"...Y es que en la noche hay siempre un fuego oculto". Claudio Rodríguez





lunes, 1 de diciembre de 2025

Asesinatos en serie. La otra muerte de Antínoo

 



Entre los que no te perdonaron que fueras el favorito estaban tus desairados competidores. Estos, mientras por una parte halagaban al emperador, urdían tu muerte. Dice la leyenda que te ahogaste, pero yo Melisa, natural de Bitinia, al discreto servicio de tu señor, supe quién te condujo y con qué estratagema a las orillas de aquella corriente fatídica. Aprovecharon un desliz tuyo, que no la deslealtad al dueño de tu corazón, para provocar el triste suceso. Ah, la juventud, temeraria encarnación del riesgo. Habías ignorado a los más bellos entre los bellos porque para ti era más importante la sabiduría y la templanza de Adriano. Él no estaba ignorante de las acechanzas eróticas ni de los devaneos a los que podías ocasionalmente prestarte. Te disculpaba, no le concedía mayor importancia pues sabía sobradamente que le eras fiel. Sabía valorar los juegos circunstanciales de los jóvenes. Entendía sus caprichos. Aceptaba que el ritmo vertiginoso de vuestros cuerpos no podría ser nunca mantenido por él con idéntico impulso. Incluso se sentía agradecido cuando al volver de algún escarceo ajeno te encontraba más dispuesto e imaginativo que de costumbre. Adriano no volcaba en ti únicamente su deseo, cada vez menos correspondido por sus dotes menguadas. Era la apreciación insuperable sobre tu belleza y los modos solícitos con que sabías atenderle lo que le cautivaba de ti. Tu interés en dejarte aconsejar en las conductas sociales. Tu apasionamiento en la percepción del arte en la que él te introducía. Tu escucha silenciosa cuando tu hombre se desahogaba, presa de pasajeros desánimos de los que se reponía con tu compañía. Sufrió al ver que desaparecías bajo las aguas de un río de dioses ancestrales. Para tratar de consolar su desolación furiosa algunos prorrumpieron en exclamaciones. Qué accidente tan desgraciado. Cómo nos ha abandonado el azar. Hasta el río sabe seducir a la beldad. Y otras expresiones tan convencionales como vacuas. Pero no fue el causante ni el destino, ni la mirada desdeñosa de ninguna divinidad, ni siquiera la turbulencia de un rio engañoso. Quienes te quisieron mal en vida y se habían conjurado para deshacerse de ti, aun causando un dolor tan irreparable como espantoso a tu protector, habían logrado su objetivo.

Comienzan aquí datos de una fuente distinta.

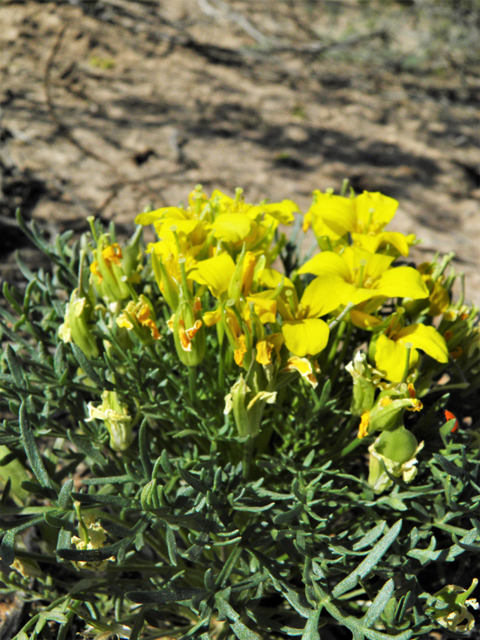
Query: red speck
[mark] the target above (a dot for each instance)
(450, 416)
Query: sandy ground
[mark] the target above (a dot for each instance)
(110, 107)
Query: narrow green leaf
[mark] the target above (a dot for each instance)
(369, 562)
(166, 595)
(448, 466)
(288, 516)
(370, 537)
(171, 544)
(38, 490)
(32, 451)
(64, 495)
(311, 628)
(88, 368)
(117, 501)
(7, 548)
(59, 362)
(378, 605)
(243, 632)
(143, 449)
(15, 366)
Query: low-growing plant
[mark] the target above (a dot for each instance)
(215, 437)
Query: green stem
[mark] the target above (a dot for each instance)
(192, 384)
(341, 356)
(248, 449)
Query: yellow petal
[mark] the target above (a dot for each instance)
(391, 357)
(271, 278)
(266, 310)
(304, 337)
(232, 227)
(327, 263)
(324, 294)
(363, 320)
(381, 240)
(426, 338)
(212, 317)
(366, 265)
(374, 211)
(215, 272)
(402, 282)
(304, 368)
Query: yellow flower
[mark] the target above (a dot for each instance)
(364, 217)
(138, 316)
(216, 273)
(265, 348)
(304, 332)
(304, 367)
(391, 351)
(357, 275)
(116, 418)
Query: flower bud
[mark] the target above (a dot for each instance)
(109, 274)
(189, 334)
(117, 420)
(387, 412)
(363, 385)
(77, 325)
(455, 615)
(166, 283)
(394, 451)
(247, 410)
(139, 317)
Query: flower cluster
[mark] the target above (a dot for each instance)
(216, 264)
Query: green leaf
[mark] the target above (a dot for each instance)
(7, 548)
(369, 562)
(64, 495)
(448, 466)
(375, 610)
(171, 544)
(166, 595)
(288, 516)
(32, 451)
(370, 537)
(143, 449)
(243, 632)
(88, 368)
(38, 490)
(15, 366)
(117, 501)
(311, 628)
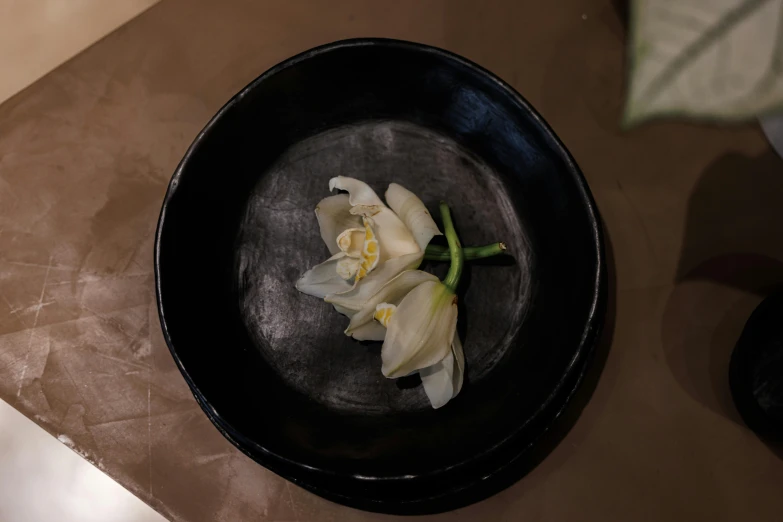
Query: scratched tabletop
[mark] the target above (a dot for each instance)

Adriano, tras el infortunio no te olvidó nunca. No había suplente alguno tuyo en su alma. Te divinizó para honrarte, aunque hubo quien lo consideró locura. Proyectó tu  imagen y tu nombre por doquier. Sin embargo, cuando él desapareció todos los que te odiaron fraguaron tu nueva muerte, allá donde pudieran alcanzar tus retratos. Mas hasta lo más interior y orgánico de ellos, puesto al descubierto al romper tus estatuas, mostraba una hermosura primigenia. Porque la piedra es exultante por fuera y por dentro. Y así, cuando la gente veía el destrozo en tus rostros o las amputaciones de tus cuerpos no sabía si estabas deshaciéndote en la tierra o renaciendo a la espera de un nuevo Adriano.